Once the anointing oil had been compounded and the vessels of the sanctuary had been touched with it, they were no longer ordinary. Targum Pseudo-Jonathan describes what happened to anyone not of the priestly tribes who dared to touch them: "of the rest of the tribes, whoever toucheth them shall be consumed by the fiery flame from before the Lord" (Exodus 30:29).
This is not the dry legal language of the Hebrew original. The targum inserts living fire — the same fiery flame that guarded the altar, now extended to every consecrated vessel. Table, menorah, ark, incense altar: all of them carried the charge.
What made the vessels so dangerous?
The sages of the Talmudic period (200-500 CE) wrestled with this. They understood that the vessels were objects, made of wood and metal. How could they burn someone? The answer they developed: the vessels were not dangerous in themselves. They were dangerous because of what they had become connected to.
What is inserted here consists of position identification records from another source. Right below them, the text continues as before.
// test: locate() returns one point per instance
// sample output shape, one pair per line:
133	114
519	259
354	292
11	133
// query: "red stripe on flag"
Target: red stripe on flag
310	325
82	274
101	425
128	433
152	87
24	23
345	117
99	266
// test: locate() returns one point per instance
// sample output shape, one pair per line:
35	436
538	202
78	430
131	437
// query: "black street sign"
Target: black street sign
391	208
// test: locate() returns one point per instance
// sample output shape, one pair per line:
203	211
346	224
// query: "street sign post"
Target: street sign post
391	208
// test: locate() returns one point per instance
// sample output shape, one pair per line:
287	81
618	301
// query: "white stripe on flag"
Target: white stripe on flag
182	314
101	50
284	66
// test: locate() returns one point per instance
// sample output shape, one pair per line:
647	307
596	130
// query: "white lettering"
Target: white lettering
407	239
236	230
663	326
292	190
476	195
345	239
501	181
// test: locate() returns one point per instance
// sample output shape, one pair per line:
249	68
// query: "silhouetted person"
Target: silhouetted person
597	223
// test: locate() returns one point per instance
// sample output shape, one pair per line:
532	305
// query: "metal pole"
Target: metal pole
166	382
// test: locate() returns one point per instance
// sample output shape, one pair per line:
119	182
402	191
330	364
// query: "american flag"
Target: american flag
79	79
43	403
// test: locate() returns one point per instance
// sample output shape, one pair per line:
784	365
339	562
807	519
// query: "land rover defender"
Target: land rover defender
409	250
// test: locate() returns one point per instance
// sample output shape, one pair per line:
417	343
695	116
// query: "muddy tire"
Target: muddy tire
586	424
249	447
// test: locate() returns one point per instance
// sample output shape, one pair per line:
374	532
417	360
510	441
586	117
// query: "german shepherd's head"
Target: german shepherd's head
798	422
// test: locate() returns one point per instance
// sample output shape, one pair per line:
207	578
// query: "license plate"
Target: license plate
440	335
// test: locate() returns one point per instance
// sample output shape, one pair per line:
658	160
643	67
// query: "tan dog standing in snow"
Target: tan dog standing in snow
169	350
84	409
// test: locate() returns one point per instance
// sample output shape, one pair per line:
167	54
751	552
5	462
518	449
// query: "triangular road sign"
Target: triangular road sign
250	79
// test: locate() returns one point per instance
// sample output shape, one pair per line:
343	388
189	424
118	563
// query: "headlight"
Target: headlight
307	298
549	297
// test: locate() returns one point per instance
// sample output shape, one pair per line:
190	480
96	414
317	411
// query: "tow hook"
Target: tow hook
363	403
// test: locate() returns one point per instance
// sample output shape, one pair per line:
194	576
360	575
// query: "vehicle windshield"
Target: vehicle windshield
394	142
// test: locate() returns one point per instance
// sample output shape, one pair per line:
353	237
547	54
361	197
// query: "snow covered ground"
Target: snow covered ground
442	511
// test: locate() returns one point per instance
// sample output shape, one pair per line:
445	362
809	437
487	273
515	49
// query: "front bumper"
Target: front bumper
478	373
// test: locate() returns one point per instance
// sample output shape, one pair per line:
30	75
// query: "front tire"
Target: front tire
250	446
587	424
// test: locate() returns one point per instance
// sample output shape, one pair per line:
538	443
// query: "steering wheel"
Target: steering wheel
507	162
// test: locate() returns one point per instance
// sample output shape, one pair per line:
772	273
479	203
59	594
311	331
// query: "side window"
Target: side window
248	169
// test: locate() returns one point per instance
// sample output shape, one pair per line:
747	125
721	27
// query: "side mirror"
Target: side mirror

The anointing oil had tied them into a larger circuit — the Presence that filled the Holy of Holies. To touch a vessel improperly was to close a circuit that ran all the way to the Shekinah, and the voltage was more than a body could bear.
This is why the priests were trained so carefully. They knew where to stand, how to hold, when to step back. They were not immune to the fire. They had simply been taught to conduct it rather than resist it.
The Maggid takes the lesson: holy things are not dangerous because they are hostile. They are dangerous because they are real. The more alive something is, the more it rewards careful handling and punishes carelessness. Train your hands. Learn the steps. Then you too can hold fire without being burned.